青緑色の光と真っ白な光。それらの光が互いに交差し、やがて吸い込まれるように静かに消えた後、レイアのまぶたがぴくりと動いた。頬に赤味がゆっくりとだが、戻ってきている。出血はいつのまにか止まっていた。
「……アリオン……?」
レイアがゆっくりとまぶたを開くと、視界にはまだパライバ・ブルーの瞳のままで目を赤くしているアリオンの姿が映った。血に濡れた白皙の頬に涙の跡が光って見える。
(アリオンが、泣いている……? )
「レイア……良かった……間に合った……!!」
アリオンは再びレイアの身体をかき抱いた。何が起こっているのかが良く分かっていない彼女は、どう反応して良いのか分からず、目を白黒させている。
「あ……れ……私……生きてる……?」
「ああ……大丈夫だ。君は生きているよ」
レイアは身を起こそうとして、己の肩にかかっている己の髪の毛を見た途端、こぼれんばかりに目を大きく広げた。濃い茶色だったはずの髪の毛が、何故か艷やかな黒へと変わっていたのだ。
「……私の髪、黒になっている。どうして……?」
「これは僕の推論だが、術が解けたのだと思う。君に長年かけられていた術が。理由は分からないが、先ほど術が解ける手応えを感じたよ」
「術?」
「ああ。簡単には解けぬようにと、かなり強固にかけられていたようだ」
「あんた……まさか……」
アリオンは顔色を変えたレイアを優しく抱き寄せたまま、首を静かに縦に動かした。
「もう痛みで苦しまなくても、思い出せるはずだ。君がずっと探し続けていたこと」
「アリオン……」
「レイア、このままで良いから聞いて欲しい」
アリオンはレイアの耳元でささやくように言った。感極まっているせいか、少し声が震えている。
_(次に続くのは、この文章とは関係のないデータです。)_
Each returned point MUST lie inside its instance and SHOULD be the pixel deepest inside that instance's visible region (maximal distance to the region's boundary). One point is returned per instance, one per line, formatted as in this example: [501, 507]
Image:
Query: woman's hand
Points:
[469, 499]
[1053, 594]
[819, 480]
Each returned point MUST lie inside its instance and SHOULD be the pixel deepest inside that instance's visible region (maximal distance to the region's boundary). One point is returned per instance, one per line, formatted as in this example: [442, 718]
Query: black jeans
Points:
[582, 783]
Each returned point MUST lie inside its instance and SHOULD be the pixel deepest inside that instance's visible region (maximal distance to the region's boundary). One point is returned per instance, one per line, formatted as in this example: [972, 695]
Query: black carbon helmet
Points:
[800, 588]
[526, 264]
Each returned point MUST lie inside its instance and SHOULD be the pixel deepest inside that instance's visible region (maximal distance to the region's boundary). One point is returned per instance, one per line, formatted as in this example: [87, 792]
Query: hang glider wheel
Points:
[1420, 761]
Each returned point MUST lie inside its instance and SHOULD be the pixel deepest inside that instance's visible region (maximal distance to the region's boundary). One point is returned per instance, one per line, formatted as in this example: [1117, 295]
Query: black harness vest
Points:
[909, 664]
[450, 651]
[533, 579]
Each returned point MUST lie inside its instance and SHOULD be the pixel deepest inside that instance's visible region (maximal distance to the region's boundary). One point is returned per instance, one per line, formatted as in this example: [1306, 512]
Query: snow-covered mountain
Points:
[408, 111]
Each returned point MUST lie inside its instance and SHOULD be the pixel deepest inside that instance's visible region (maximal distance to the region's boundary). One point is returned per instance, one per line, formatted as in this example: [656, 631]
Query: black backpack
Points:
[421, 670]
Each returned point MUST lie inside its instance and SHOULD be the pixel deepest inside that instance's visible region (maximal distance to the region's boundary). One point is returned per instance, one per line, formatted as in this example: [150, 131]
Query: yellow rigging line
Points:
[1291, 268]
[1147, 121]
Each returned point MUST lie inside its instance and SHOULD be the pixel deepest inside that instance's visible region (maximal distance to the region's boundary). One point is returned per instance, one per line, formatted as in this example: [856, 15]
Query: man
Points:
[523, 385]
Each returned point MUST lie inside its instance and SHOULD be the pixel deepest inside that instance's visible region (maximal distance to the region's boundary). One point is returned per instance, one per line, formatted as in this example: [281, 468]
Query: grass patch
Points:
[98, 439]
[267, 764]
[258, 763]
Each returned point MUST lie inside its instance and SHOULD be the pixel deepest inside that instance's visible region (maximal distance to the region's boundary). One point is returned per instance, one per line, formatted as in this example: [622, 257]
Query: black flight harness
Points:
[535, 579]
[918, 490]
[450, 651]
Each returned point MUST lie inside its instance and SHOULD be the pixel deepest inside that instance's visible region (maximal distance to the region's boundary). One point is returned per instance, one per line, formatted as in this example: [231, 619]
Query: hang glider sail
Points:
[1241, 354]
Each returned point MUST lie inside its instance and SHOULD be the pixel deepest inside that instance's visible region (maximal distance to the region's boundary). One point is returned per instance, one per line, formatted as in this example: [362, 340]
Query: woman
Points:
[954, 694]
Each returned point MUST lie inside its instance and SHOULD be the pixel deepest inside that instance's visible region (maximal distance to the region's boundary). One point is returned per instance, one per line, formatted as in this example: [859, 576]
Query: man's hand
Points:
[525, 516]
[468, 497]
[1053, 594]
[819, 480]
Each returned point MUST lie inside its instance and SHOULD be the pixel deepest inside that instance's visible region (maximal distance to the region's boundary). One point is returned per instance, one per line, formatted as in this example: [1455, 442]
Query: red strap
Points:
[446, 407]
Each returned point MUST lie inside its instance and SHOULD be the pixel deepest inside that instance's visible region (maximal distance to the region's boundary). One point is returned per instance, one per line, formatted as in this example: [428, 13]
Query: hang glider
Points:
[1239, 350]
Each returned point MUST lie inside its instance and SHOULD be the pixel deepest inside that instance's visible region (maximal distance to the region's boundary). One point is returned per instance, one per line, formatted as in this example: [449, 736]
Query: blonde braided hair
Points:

「君がいなかったら、国を取り戻せても僕は生きていけない」
「……え……」
パライバ・ブルーの瞳とヘーゼル色の瞳が見つめ合った。レイアの中で温かい、だけど堪えきれない何かが膨らんできて、弾けそうになって来る。
「僕は国を取り戻し、君を守ると決めたんだ。絶対に守るって……」
「アリオン……あんた……」
「君を二度と失いたくないんだジャンヌ……!!」
パライバ・ブルーの瞳はヘーゼル色の瞳を真っ直ぐ見つめた。瞳を通し、熱い生命の塊のようなものが見える。
――その時、レイアの頭の中で優しいさざ波の音とともに、極わずかだが遠くから声が聞こえてきた。
――ジャンヌ!! こっちにおいでよ!! 一緒に遊ぼうよ!! ――
――ジャンヌ。僕は君のことが大好きだよ! ――
――大きくなったらきっと君を迎えに行くよ! ――
太陽が輝いている青空の下、真っ白い飛沫が飛ぶ中で、明るい茶色の髪を振り乱しながら眩しい笑顔で自分を呼ぶ幼い頃のアリオン。彼はまだ小さかった頃から大変綺麗な顔立ちをしていたことを、レイアはぼんやりと思い出していた。
(私が……ジャンヌ……だったんだ……)
その時の小さかった王子が十年の時を経た今、自分の傍にいる……。
「アリオン……」
「ずっと……想っていた……どうしても、君を忘れられなかった……」
「……」
「初めて君に会った時、姿も全て別人のように変わっていたけど、“君”じゃないかと、心のどこかでずっと思っていたんだ。瞳の色だけは同じだったから……!」
いつも顔には出さず、誰にも優しく接していたアリオン。そんな彼が自分にここまで熱い想いを胸に秘めていたなんて、思いもしなかった。レイアは、言葉が上手く見つけられないまま呆然としている。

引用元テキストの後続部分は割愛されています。